The Another

    Fitch puts US rating on negative watch days away from potential default



    House Speaker Kevin McCarthy speaks to reporters after debt increase negotiations on Capitol Hill, Washington, May 23, 2023.

    The rating agency Fitch placed the USA’s AAA rating on negative watch on Wednesday, May 24, as the US Treasury claimed it will be unable to pay its bills from June 1. “It seems almost certain that we won’t be able to get past the beginning of June,” said Treasury Secretary Janet Yellen.

    At issue is the debt ceiling. Set at $31.4 trillion by Congress, it will probably be reached in early June, after months of accounting and financial gimmicks. Negotiations on raising the ceiling are continuing behind closed doors between the Republicans, who have a majority in the House of Representatives, and the White House.

    The Republicans, led by House Speaker Kevin McCarthy of California, want to make the increase conditional on spending cuts. Officially, Democratic President Joe Biden does not want this, denouncing it as blackmail. But he’s negotiating anyway.

    Nevertheless, the affair endangers global financial stability and reveals Washington’s political paralysis. In its press releaseFitch denounces “increased political partisanship that is hindering reaching a resolution to raise or suspend the debt limit despite the fast-approaching x date.”

    The agency sharply criticizes Washington. “The contested 2020 presidential election, brinkmanship over the debt limit to advance political agendas, and failure to reach consensus on the country’s fiscal challenges are recent signs of the deterioration in governance.”

    Further deterioration in public finances

    Biden repeats that he has halved deficits, but that’s only because Covid-19-related programs passed under his tenure, with a Democratic majority in the House, and under Donald Trump’s, are coming due.

    In fact, Fitch predicts a sharp future deterioration in US public finances.

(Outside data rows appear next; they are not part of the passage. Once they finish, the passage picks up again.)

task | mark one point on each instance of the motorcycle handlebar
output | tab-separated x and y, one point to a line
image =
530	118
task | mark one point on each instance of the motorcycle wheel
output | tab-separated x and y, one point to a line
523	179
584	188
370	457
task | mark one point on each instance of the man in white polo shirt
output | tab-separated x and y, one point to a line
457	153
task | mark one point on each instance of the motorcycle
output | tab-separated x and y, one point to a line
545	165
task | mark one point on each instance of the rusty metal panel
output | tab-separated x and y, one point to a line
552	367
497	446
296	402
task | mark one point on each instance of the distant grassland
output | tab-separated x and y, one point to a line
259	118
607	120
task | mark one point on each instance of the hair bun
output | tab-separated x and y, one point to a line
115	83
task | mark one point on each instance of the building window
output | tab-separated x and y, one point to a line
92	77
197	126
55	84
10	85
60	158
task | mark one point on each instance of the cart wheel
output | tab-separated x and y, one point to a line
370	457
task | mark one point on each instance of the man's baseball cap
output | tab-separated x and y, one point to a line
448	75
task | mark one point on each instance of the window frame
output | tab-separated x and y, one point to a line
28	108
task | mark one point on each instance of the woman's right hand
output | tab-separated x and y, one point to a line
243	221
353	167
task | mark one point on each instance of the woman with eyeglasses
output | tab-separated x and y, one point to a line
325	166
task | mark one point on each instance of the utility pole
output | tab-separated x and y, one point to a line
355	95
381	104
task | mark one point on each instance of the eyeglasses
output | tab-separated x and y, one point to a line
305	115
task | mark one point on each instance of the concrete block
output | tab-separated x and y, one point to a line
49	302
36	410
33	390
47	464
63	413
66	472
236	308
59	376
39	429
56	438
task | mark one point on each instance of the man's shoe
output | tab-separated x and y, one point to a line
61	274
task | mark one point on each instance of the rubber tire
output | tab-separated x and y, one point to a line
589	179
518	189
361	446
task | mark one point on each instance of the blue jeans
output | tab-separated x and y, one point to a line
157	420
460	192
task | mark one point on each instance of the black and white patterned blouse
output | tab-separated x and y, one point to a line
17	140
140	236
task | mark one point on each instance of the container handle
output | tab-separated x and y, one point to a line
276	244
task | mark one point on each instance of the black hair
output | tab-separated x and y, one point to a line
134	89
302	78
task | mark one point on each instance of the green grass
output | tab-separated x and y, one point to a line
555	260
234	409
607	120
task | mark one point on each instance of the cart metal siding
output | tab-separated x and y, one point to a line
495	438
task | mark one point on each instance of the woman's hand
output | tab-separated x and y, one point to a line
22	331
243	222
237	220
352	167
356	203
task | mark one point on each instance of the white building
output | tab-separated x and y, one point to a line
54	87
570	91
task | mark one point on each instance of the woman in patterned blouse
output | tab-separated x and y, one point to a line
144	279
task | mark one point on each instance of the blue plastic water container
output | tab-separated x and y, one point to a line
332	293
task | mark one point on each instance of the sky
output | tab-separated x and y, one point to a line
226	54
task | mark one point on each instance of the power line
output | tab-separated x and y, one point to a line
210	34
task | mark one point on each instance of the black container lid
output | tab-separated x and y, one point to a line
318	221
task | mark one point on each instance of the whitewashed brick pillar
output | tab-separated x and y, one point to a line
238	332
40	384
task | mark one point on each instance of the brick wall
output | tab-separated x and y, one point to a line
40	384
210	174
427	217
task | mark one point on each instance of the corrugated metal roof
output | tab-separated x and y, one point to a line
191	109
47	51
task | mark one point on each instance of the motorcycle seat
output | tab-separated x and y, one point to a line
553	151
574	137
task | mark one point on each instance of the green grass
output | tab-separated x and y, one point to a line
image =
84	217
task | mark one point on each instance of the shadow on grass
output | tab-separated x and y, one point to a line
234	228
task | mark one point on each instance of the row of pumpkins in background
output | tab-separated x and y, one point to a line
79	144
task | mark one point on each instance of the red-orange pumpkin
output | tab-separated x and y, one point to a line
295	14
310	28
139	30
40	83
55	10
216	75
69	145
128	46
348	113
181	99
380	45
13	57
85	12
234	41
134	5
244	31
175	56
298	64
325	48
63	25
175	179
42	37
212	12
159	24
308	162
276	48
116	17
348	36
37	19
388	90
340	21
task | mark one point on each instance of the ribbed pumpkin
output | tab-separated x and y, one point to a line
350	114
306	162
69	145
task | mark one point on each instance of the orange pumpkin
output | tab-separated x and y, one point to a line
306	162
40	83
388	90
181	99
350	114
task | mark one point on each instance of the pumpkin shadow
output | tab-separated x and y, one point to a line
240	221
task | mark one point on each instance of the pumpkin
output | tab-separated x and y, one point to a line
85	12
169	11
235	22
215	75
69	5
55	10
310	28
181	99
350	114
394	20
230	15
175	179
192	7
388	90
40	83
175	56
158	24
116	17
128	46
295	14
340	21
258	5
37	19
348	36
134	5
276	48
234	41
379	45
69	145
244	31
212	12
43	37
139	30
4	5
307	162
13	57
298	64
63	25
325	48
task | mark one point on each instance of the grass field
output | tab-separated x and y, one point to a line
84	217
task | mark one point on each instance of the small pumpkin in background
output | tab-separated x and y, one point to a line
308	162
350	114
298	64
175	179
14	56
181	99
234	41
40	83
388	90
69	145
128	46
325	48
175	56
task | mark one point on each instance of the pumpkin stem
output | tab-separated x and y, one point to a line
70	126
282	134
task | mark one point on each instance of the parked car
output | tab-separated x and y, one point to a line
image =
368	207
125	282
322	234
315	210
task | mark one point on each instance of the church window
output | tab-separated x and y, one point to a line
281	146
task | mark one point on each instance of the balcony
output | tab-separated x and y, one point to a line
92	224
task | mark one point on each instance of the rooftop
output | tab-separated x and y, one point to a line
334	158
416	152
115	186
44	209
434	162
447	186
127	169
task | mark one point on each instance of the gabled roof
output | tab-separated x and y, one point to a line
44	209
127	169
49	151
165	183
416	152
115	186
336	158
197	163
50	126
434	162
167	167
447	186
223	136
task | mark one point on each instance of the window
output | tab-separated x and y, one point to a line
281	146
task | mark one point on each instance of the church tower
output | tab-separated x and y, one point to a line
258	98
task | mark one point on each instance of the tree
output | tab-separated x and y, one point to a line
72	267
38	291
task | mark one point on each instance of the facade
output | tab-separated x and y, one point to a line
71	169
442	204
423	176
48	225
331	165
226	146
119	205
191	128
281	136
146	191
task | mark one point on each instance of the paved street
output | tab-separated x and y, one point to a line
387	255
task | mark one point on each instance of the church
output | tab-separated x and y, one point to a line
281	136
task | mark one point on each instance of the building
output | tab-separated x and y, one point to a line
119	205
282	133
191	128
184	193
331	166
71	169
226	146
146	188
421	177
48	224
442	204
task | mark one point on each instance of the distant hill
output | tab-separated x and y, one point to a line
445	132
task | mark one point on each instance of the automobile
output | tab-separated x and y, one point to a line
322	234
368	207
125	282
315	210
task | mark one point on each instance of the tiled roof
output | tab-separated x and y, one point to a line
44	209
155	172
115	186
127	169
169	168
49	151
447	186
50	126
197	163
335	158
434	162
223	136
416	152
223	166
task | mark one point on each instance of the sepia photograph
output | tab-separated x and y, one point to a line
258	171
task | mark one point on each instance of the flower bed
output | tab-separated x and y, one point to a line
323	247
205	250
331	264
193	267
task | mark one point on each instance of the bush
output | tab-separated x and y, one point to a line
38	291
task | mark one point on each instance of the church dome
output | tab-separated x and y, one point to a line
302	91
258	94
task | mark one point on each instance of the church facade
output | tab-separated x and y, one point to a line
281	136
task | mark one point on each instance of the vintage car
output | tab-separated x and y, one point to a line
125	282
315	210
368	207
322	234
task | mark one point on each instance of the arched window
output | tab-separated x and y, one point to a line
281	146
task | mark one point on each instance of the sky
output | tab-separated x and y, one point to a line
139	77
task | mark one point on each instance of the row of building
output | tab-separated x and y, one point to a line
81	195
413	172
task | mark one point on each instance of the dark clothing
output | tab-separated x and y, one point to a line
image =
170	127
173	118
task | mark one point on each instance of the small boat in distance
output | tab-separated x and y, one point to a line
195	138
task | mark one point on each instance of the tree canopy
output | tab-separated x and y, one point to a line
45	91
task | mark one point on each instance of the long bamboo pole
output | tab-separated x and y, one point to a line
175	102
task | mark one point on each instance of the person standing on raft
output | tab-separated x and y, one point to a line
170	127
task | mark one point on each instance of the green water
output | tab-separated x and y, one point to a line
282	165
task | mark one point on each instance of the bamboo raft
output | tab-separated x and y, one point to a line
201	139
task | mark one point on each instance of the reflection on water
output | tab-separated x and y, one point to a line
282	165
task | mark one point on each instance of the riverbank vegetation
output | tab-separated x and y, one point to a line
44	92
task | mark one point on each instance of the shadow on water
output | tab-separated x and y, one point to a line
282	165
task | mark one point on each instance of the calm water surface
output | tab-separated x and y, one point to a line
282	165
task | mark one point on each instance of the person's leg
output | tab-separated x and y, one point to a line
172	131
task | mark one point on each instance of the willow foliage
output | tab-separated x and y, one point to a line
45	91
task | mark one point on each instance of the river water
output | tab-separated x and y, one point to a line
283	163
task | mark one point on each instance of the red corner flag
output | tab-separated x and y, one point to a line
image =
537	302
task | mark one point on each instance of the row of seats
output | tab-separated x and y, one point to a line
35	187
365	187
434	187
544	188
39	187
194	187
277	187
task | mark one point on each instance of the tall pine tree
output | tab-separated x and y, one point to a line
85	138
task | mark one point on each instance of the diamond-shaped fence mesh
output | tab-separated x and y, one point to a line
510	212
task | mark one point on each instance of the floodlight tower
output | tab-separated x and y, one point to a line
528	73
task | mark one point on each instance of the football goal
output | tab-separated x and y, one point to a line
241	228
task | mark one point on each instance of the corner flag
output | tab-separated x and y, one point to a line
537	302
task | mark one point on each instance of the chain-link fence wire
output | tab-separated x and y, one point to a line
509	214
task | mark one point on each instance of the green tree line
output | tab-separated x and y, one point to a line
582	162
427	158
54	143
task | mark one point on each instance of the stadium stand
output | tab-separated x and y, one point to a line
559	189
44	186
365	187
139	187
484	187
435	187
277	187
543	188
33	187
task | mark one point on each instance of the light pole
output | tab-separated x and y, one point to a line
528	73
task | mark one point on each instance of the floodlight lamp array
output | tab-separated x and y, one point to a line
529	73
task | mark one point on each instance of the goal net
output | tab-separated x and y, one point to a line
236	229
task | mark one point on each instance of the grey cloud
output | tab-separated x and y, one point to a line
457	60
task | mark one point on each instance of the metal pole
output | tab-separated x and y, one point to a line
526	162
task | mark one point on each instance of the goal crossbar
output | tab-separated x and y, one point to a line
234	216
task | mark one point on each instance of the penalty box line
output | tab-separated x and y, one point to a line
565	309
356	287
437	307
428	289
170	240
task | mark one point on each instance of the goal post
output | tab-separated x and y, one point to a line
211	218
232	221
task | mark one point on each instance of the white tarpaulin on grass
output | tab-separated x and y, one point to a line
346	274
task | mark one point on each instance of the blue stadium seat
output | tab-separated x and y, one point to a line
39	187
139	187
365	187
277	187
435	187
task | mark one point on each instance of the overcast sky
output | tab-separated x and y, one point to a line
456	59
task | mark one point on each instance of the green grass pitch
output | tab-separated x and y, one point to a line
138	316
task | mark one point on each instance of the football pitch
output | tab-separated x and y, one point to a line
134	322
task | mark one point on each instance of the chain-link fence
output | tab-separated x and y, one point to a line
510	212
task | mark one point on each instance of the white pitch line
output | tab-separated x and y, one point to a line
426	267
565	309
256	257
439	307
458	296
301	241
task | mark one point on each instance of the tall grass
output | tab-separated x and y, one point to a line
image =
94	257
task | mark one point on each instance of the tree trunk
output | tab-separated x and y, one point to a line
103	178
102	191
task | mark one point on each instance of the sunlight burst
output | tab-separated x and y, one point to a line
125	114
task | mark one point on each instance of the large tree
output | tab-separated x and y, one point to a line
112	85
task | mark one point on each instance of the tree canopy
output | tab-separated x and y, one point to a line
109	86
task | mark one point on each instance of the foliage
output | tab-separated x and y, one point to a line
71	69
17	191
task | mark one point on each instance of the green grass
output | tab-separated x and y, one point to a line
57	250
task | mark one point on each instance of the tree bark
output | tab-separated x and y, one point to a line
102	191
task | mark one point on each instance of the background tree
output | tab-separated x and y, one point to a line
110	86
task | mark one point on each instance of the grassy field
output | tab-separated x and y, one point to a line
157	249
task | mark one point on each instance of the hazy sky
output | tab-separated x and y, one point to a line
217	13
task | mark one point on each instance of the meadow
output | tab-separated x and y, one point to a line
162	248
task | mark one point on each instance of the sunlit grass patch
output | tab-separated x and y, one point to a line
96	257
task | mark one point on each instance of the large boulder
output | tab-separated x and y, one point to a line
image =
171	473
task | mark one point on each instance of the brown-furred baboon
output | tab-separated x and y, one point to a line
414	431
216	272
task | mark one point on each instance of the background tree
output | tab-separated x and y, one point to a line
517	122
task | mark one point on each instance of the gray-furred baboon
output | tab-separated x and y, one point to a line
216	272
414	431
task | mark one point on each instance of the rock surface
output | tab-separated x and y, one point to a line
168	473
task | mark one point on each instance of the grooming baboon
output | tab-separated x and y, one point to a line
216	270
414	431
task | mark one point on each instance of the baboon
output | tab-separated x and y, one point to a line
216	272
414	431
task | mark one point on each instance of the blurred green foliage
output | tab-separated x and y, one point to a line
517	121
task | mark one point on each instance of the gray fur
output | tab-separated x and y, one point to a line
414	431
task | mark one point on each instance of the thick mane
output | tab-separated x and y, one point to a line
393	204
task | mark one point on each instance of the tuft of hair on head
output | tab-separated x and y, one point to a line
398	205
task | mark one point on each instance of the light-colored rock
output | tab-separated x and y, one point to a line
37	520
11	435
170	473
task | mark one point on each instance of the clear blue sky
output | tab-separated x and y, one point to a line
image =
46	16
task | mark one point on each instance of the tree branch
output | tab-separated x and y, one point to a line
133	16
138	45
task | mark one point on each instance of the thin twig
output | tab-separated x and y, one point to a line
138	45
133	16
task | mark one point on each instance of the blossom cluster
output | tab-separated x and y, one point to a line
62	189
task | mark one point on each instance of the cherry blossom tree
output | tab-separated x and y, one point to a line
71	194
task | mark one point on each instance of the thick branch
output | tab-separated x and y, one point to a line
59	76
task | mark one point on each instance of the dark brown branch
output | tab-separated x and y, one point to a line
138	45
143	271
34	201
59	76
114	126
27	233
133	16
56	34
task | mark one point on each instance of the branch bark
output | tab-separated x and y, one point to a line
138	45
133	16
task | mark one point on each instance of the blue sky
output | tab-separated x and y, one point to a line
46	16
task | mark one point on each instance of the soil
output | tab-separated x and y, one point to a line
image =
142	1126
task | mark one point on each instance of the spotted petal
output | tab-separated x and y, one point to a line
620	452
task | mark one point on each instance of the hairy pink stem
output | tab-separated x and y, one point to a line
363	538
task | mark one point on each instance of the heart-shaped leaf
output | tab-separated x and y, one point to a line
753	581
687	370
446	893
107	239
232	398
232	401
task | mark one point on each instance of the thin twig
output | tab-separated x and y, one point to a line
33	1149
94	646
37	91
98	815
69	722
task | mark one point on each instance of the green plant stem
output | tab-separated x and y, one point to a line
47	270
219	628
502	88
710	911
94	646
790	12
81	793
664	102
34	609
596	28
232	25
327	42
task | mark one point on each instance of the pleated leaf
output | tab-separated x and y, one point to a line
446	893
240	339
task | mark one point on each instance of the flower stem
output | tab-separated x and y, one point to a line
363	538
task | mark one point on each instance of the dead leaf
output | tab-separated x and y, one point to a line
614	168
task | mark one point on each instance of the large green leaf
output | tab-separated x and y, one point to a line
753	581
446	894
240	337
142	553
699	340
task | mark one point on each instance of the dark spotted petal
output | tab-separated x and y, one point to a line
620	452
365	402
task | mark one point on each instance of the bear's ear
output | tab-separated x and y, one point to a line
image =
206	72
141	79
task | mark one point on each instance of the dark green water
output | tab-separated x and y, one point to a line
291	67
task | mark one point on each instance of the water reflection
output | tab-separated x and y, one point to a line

The agency “now forecasts a general government deficit at 6.5% of GDP in 2023 and 6.9% of GDP in 2024, up from 5.5% in 2022,” adding that “a rising interest burden and growing spending on entitlements over the coming decade will keep the deficits at above 7% of GDP on average.”

    The other two major agencies, S&P and Moody’s, have not yet been budgeted. S&P is the only agency to have stripped the US of its triple-A rating since a similar crisis in 2011.

    Read more The US faces default: Five questions about the debt ceiling

    The Republicans believe they have the upper hand in this game. They have passed a bill in the House providing for clear cuts in the budget, and Biden is negotiating, contrary to what he had said. Biden is accused of having waited far too long. Above all, he failed to take advantage of the session between the mid-term elections in November 2022 and the inauguration of the new Republican-majority House in early January 2023, to raise the famous debt ceiling, which the US media claim Treasury Secretary Yellen had advised him to do.